Egyptian professor of Engineering Mathematics

Alfaisal A. Hasan is an Egyptian professor of engineering mathematics at the Department of Basic & Applied Science in the College of Engineering and Technology Arab Academy for Science, Technology and Maritime Transport – Ganoub Alwadi Branch (AASTMT). He is the dean of admission and registration, the vice dean of educational affairs and the head of Basic and Applied sciences Department of the same institution.

== Education ==
Hasan obtained his B.Sc. civil engineering at Minia University in 1999. He moved to Cairo University for his M.Sc. and graduated in 2006 with M.Sc. engineering mathematics. He moved to Ain Shams University, where he graduated in 2009 with the latter course.

== Career ==
In 2010, he became an assistant professor at Basic and Applied Sciences Department Arab Academy for Science and Technology and Maritime Transport-Ganoub Alwadi Branch (AASTMT). In 2014, he became an associate professor and in the same year, he was appointed as the vice director for administrative affairs of the institution. In 2016, he was appointed as the vice dean of educational affairs. In 2017, he became a professor of engineering mathematics and he was appointed as the dean of admission and registration of the institution

== Awards ==

In 2011, he received the AASTMT outstanding scientific research award for distinguished publications in international and highly recognized periodicals and he also received the award from 2012 to 2016. In 2019, he received Professor Dr Attia Ashor Award in Mathematics given by Academy of Scientific Research, Egypt.

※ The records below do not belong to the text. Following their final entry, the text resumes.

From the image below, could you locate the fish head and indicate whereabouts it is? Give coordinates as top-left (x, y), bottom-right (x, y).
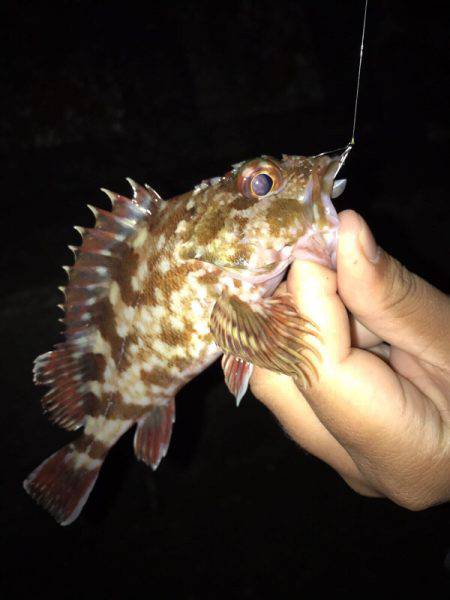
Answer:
top-left (179, 153), bottom-right (346, 283)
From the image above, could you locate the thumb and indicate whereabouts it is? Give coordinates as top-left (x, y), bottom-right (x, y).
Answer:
top-left (337, 210), bottom-right (450, 365)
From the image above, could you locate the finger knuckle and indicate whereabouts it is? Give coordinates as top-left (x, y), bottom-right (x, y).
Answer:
top-left (378, 255), bottom-right (421, 318)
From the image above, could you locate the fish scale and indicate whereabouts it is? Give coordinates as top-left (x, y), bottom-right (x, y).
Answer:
top-left (24, 152), bottom-right (347, 525)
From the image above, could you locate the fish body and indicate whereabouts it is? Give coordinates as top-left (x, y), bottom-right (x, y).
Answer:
top-left (24, 153), bottom-right (346, 525)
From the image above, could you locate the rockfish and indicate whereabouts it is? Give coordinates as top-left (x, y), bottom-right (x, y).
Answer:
top-left (24, 153), bottom-right (347, 525)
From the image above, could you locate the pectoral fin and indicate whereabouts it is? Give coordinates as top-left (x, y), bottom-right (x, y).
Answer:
top-left (210, 294), bottom-right (320, 387)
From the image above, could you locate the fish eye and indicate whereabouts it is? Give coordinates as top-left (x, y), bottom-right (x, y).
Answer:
top-left (237, 158), bottom-right (283, 199)
top-left (251, 173), bottom-right (274, 196)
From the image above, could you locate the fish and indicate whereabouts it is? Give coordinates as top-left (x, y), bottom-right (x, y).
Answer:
top-left (23, 152), bottom-right (347, 525)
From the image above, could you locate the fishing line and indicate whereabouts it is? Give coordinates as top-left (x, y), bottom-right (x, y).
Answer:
top-left (351, 0), bottom-right (368, 146)
top-left (316, 0), bottom-right (369, 175)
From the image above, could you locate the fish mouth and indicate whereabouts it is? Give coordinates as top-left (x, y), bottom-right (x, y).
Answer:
top-left (291, 155), bottom-right (346, 268)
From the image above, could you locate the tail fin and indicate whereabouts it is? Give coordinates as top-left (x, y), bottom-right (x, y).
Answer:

In 2019, he was awarded Professor Dr Amin Lofty Award in Mathematics given by the same society and in the same year, he also received The Minister of Interior Excellence award for First Place Best Consultant and Expert

==Memberships==
He is a member of Egyptian Engineering Syndicate since 1999, International Egyptian Engineering Mathematical Society (IEEMS), International Association of Engineers (IAENG), World Academy of Science, Engineering and Technology (WASET), The Egyptian Mathematical Society (EMS), IAENG Society of Bioinformatics, IAENG Society of Electrical Engineering and IAENG Society of Mechanical Engineering.

He is also a member and editor of European Journal of Biophysics and a Reviewer of Applied Mathematical Modelling (Elsevier), International Journal of Applied Mathematics and Mechanics (IJAMM), British Journal of Mathematics & Computer Science, Journal of Mathematical Research and Applications (JMRA), Journal of Advanced Research in Applied Mathematics (JARAM), European Journal of Environmental and Civil Engineering, and Journal of Hydrodynamics, Ser. B (Elsevier) and Bulgarian Chemical Communications.